A few weeks ago, while at the incredible SQL Saturday Madison, I had a great discussion with a few of the other speakers about SQL Server VM-level memory counters and their (lack of) validity on the actual memory usage properties of the SQL Server engine. A while back, I blogged about this but I want to revisit it here.
VM-level memory counters simply cannot be trusted for SQL Server workloads at this time. Period. VM memory counters are not application aware, and as a result, are not aware of the way that in-guest applications use memory.
Active memory counters at the VM layer measure the amount of memory that is touched in each sample interval. VM administrators and even some VM-level performance tools only look at this counter and tell you that it is perfectly fine to reduce the amount of memory assigned to these VMs. Nothing could be further from the truth. For example, this is a screenshot from vCenter Operations Manager on a dedicated SQL Server VM host cluster (which was perfectly fine, by the way).
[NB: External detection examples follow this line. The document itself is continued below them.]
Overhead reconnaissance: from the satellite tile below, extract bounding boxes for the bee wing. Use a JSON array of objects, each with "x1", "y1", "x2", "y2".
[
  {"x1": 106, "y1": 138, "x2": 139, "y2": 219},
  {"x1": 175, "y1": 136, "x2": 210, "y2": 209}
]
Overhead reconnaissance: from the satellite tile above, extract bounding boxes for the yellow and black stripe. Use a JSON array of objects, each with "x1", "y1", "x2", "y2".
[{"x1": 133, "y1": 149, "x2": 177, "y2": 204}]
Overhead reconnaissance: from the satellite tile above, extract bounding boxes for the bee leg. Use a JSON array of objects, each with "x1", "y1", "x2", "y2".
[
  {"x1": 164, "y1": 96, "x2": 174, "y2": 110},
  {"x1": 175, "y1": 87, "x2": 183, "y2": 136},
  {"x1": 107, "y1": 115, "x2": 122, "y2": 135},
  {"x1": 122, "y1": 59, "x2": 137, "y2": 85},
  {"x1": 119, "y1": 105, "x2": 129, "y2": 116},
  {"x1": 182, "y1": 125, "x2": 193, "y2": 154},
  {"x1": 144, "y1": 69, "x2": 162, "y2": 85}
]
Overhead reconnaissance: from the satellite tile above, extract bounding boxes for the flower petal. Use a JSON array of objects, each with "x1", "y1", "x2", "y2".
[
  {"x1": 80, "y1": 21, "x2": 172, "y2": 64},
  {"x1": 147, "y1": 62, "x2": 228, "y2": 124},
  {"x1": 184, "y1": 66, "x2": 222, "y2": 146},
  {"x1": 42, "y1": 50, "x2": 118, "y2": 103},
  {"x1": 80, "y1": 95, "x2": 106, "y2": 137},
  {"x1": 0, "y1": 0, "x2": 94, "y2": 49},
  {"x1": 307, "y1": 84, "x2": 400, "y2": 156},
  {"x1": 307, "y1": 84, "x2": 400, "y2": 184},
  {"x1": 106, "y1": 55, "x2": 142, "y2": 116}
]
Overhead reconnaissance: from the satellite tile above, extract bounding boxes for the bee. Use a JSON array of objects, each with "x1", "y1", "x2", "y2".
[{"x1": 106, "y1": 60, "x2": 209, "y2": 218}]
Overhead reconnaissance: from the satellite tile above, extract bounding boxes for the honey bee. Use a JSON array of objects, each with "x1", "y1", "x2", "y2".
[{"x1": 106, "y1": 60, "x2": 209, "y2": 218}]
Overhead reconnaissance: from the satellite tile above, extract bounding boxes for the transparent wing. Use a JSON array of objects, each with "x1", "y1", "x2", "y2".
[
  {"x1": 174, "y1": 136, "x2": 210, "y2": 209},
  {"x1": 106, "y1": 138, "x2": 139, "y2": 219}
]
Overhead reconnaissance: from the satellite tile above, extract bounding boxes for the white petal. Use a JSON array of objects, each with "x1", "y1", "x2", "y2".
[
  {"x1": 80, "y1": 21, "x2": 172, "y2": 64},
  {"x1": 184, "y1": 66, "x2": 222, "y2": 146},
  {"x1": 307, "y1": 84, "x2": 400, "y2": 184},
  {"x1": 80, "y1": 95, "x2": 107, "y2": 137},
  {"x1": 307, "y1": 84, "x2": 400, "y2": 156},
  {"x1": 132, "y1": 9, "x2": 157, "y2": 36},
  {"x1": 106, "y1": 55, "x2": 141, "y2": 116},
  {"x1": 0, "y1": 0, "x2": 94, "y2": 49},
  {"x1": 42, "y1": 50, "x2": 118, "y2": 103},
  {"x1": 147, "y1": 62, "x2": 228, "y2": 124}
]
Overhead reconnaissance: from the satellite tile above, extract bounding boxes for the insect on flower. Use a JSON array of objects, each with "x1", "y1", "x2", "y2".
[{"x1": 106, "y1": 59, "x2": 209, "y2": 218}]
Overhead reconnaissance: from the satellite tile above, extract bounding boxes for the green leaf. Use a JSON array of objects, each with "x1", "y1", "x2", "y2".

SQL Server uses memory as a working set I/O buffer, and memory blocks in the SQL Server buffer pool are most commonly used as a read cache. Memory blocks that are repeatedly read only show up in the active counters if that block has been read from or written to in the last sample interval, which is usually 20 seconds. Therefore, SQL Servers that have an appropriate (or too high, but that’s a different story) amount of memory assigned to the VM will have most of the commonly accessed data in memory, but those blocks are rarely accessed in their entirety over that short of a sample window. The VM active memory counters will show a very low active value, but this SQL Server could actually be very busy.
Don’t take my word for it. Even VMware’s own documentation states this fact. Check the document “SQL Server on VMware Best Practices Guide” at VMware.com, Section 4.3.4.1, page 23.
The example of this in practice is a quick profile of the memory counter when I was loading some performance data into a database. The Active memory counter in my VMware lab grew and then shrunk.
But… I was not only NOT done loading data, I was actively running performance reports, all of which were constantly scanning all of the data that I had just loaded.
This is why I reserve all guest RAM for production SQL Server VM workloads as well. When under memory pressure, the host is going to look for the VMs with the least amount of active memory ‘usage’, and because of this discrepancy in view points, your SQL Servers are now prime targets for memory reclamation processes, which are guaranteed slow your SQL Server VMs down.
So… VM admins, do not use this counter as a means to reclaim RAM from these SQL Server VMs. It is not only inaccurate, it’s dangerous because it can result is destroying the performance of that SQL Server VM.
Instead, work with your DBA to fetch the memory usage information from both SQL Server and the Windows operating system inside the VM itself. WMI counters can show you signs of memory pressure inside the VM, and scripts such as Glenn Berry’s SQL Server diagnostic scripts contain methods to look inside SQL Server and see how memory is being managed.
These in-guest counters are the sources of your truth, not the VM-layer counters.